There are a number of obvious thoughts that follow.

First, no one since Charles I has, as far as I can recall, tried such a move. It did not end well then.

Second, there will be a legal challenge.

Third, hopefully there will be parliamentary challenge and he will, as a result, I hope be prevented from doing this.

Fourth, I am hoping there will be mass opposition.

Fifth, I rather hope that the EU will respond by deferring the date of departure. This move challenges its whole ethos, which is built on the principle of parliamentary democracy, which is being suspended in this case.

Sixth, I hope this backfires badly for him: whilst I suspect the diehard No Dealers will applaud surely those more marginal will see that an argument that can only be won by denying the right of parliament is an argument not worth winning.

Seventh, I sincerely hope business speaks out: they cannot want this either.

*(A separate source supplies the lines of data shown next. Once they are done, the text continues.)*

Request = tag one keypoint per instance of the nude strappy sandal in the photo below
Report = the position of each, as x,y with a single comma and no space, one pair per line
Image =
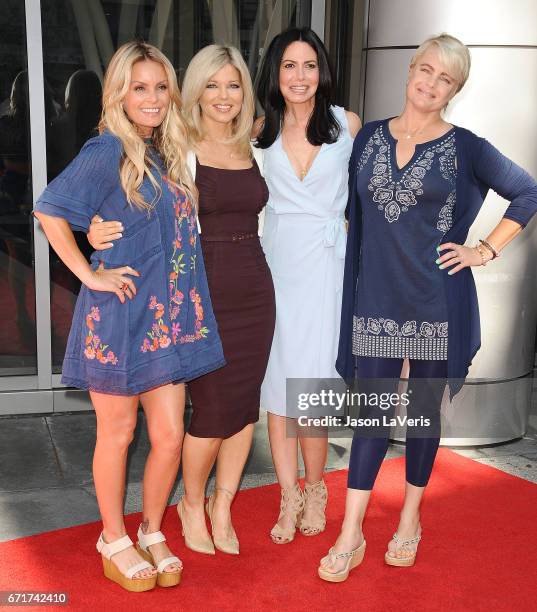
292,505
164,579
313,520
354,558
403,544
112,572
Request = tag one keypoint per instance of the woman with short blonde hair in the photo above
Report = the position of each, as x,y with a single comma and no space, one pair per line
203,65
417,184
130,343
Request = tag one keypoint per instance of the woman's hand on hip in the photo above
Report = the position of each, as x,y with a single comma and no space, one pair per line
101,233
457,256
114,280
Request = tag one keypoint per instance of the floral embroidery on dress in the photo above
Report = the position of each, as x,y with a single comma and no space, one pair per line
95,349
395,197
183,213
381,326
379,337
158,336
200,331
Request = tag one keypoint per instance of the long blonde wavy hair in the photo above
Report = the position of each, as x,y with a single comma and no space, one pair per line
169,138
201,68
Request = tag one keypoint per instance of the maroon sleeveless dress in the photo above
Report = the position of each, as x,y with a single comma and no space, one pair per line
242,295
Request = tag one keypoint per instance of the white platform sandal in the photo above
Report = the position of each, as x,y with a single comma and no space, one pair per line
164,579
112,572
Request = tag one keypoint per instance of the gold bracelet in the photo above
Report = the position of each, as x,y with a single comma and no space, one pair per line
489,246
479,249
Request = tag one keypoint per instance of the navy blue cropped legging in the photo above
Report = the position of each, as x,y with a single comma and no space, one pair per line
368,451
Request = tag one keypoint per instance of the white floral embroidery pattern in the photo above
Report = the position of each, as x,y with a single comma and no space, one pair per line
380,337
445,216
395,197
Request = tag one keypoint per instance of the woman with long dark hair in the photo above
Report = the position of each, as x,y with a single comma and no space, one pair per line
307,143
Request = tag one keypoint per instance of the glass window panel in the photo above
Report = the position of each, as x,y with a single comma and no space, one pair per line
78,40
17,286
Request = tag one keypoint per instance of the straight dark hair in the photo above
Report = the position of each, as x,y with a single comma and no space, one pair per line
323,127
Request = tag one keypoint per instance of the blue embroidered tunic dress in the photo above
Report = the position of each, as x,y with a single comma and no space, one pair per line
480,167
401,307
167,332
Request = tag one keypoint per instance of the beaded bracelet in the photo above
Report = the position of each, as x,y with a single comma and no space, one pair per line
479,249
490,248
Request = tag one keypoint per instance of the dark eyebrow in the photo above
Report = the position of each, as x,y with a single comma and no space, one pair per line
144,83
297,62
442,73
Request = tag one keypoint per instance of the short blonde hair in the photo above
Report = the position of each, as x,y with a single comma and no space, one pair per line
202,67
453,53
170,138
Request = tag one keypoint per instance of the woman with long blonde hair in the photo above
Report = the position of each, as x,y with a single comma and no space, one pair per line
130,342
218,106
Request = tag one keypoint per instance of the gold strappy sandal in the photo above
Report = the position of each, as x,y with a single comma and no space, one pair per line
313,520
409,560
354,558
292,505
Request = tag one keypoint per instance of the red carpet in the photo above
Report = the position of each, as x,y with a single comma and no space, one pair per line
478,553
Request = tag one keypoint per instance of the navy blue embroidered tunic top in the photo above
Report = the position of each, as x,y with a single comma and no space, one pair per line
480,167
168,332
400,304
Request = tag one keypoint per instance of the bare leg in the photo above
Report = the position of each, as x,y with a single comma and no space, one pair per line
351,535
230,463
116,420
199,455
314,447
164,409
284,450
409,522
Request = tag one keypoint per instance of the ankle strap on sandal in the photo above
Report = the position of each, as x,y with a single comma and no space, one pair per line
403,543
109,549
148,539
336,555
224,490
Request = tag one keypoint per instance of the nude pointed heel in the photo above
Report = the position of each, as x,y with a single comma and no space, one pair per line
354,558
112,572
228,545
204,546
291,504
403,544
164,579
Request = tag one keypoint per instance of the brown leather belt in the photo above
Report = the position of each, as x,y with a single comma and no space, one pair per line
229,238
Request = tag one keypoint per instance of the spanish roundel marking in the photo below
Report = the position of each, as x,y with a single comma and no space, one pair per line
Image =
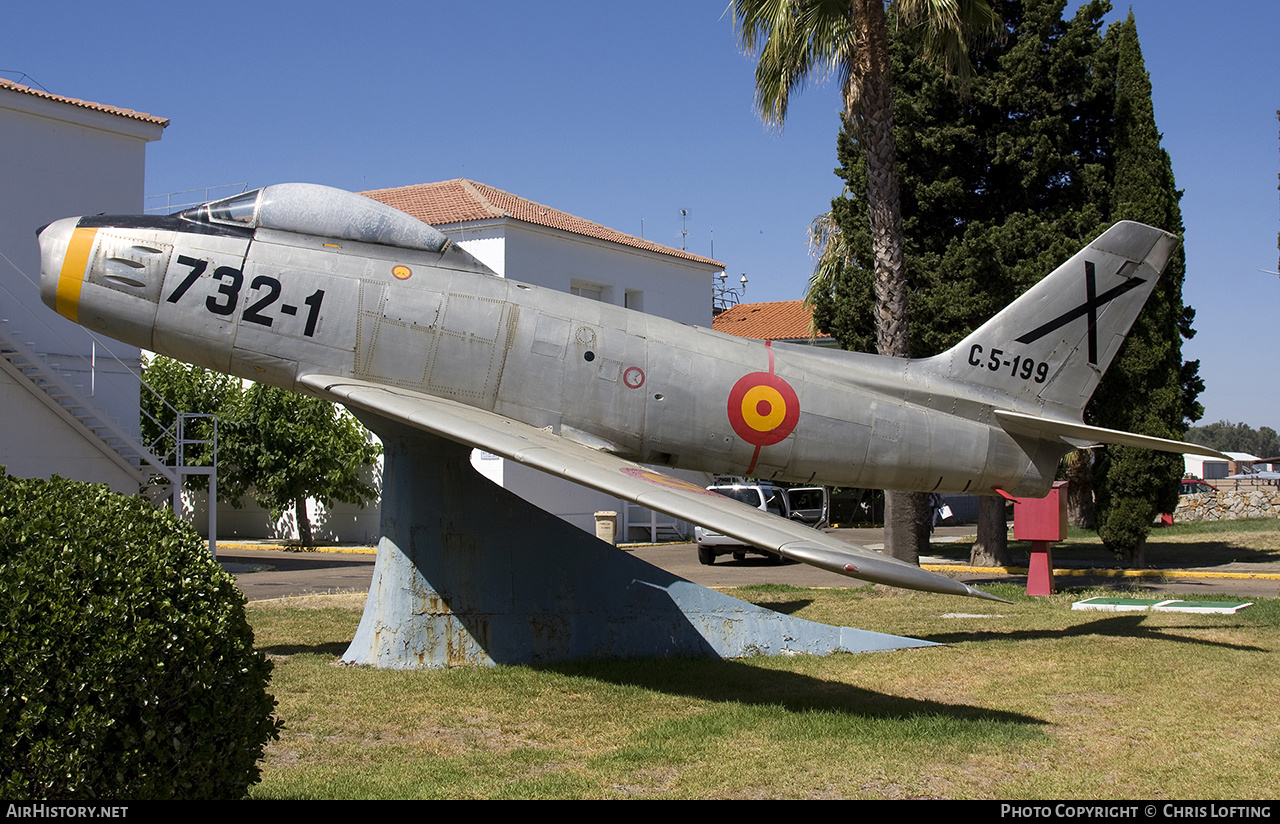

But standing back from all that there is something more significant than all of those issues in isolation. What we are witnessing is an evolving constitutional crisis that amounts to be neoconservative revolution. 

Let’s not pretend that there is anything normal about this. There is not. 

And let’s not pretend that anymore should therefore accept this, including the Queen, whose duty it is to reject what Johnson says or to cease to have a constitutional role. 

Countries succumb to non-parliamentary rule in all sorts of ways. It would appear that this is the British way. It has to be tackled head on. I repeat, this is not a crisis: this is a revolution. And a very ugly one.